Book: The Brand Custodian: My Years with the Tatas
Author: Mukund Rajan
Pages: 264 pages
The book is a brilliant attempt by Mukund Rajan, to sum up two decades of service with Tatas. The back story format that the author follows, encourages you to keep going. There are some aspects in the book that leave you with heavy heart. While he talks about the journey of Tata companies, it also raises a question about its future as changing times needs different approach.
At the end of the book, the author raises valid questions which a company like Tata will have to examine. The group of companies, which was once involved in nation building, has to now look at its role in job creation; the way to differentiate mandated CSR activities with other community building activities; good governance; talent churning; corporate purpose; leadership challenges innovation, etc.
The book has many interesting tales. The most-talked and controversial topics, like the ‘Radia Tapes’ (involving Niira Radia) and Ratan Tata-Cyrus Mistry spat, also find a place in the book. The author has made a conscious effort to refrain from projecting a rosy picture of the group, by writing about the impact the Ratan Tata-Cyrus Mistry spat had on the company. The author neither sides with Ratan Tata nor Cyrus Mistry, and stays committed to the title as the Brand custodian.
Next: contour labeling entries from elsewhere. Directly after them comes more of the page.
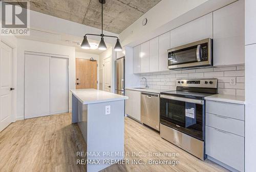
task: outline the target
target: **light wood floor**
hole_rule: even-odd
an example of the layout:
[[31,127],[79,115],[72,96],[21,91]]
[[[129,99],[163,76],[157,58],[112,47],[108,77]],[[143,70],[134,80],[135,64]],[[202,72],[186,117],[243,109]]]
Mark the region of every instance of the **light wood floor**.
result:
[[[180,164],[113,165],[106,171],[227,171],[206,160],[202,161],[160,137],[159,133],[128,117],[125,121],[125,151],[140,152],[145,157],[126,159],[179,160]],[[0,171],[86,171],[76,165],[76,152],[86,151],[86,144],[70,114],[18,121],[0,134]],[[178,153],[175,158],[148,156],[148,152]]]

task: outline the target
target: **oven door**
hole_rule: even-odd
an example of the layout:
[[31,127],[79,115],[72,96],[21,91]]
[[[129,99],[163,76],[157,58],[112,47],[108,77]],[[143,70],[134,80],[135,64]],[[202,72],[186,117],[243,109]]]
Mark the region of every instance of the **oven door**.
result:
[[160,122],[164,125],[204,140],[204,100],[160,95]]

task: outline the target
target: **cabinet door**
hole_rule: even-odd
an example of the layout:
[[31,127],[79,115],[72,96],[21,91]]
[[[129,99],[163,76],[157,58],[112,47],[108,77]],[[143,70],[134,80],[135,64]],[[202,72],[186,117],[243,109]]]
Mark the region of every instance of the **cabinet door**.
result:
[[159,59],[159,38],[150,41],[150,71],[158,71]]
[[125,100],[125,114],[132,116],[133,113],[133,91],[125,90],[125,95],[129,99]]
[[159,36],[159,71],[168,70],[167,51],[170,48],[170,33]]
[[140,45],[133,48],[133,73],[140,72]]
[[170,47],[174,48],[207,38],[212,38],[212,13],[170,31]]
[[214,65],[244,63],[244,5],[238,1],[214,12]]
[[256,1],[246,0],[245,9],[245,44],[248,45],[256,43]]
[[140,91],[133,91],[132,117],[140,121]]
[[140,72],[150,71],[150,41],[140,45]]

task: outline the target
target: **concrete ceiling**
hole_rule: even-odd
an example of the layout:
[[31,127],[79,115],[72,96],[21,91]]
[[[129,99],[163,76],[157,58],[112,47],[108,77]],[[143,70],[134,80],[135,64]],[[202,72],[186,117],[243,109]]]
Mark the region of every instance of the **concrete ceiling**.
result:
[[[23,6],[22,1],[17,0]],[[103,30],[119,34],[161,0],[105,0]],[[30,0],[30,9],[101,29],[99,0]]]

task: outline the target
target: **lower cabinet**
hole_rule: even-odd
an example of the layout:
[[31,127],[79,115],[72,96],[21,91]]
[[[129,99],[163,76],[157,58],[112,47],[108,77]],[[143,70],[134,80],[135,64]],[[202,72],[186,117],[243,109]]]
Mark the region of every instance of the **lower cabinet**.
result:
[[125,90],[125,113],[140,122],[140,91]]
[[[222,106],[232,107],[237,112],[219,111]],[[206,101],[205,108],[205,153],[231,170],[244,171],[244,121],[237,119],[244,119],[244,106]]]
He does not shy away from pointing out the mistakes made in dealing with this situation.
The author openly admits his disagreement with his former colleague at Tatas but the author doesn’t try to impose his view on the readers about the executive.
As the author puts it in his book (and also accepted by many in India), service with Tatas have been synonym to working with Indian government services (sans the corruption and other negatives of the bureaucracy), which he proves in some areas. Like an IAS officer, TAS (Tata Administrative Service) employees also move from one company of Tata to another. This flexibility was something that worked in the favour Rajan. If Rajan was stuck in just one role or just few roles in Tatas, he would not have been able give that overview of modern Tatas in the book.
While the author mentions about the effect of the 2008 Mumbai attack at The Taj Mahal Palace on Ratan Tata, he fails to describe it in detail (as I was expecting something there). I would have liked to know what Tata Sons or Tata Trusts did in that situation and what can corporates do in such situations. I think the attack was a new-age threat it faces. The book does touch up on the ULFA controversy the group landed in; and some political decisions and its implications on Tatas.
Quite an engaging read, I must say. It can be The Guide Book for any talent considering working with Tatas. This could work towards attracting talent to the company too. Through the book, the author is writing his professional journey that starts with Tatas but doesn’t end with it.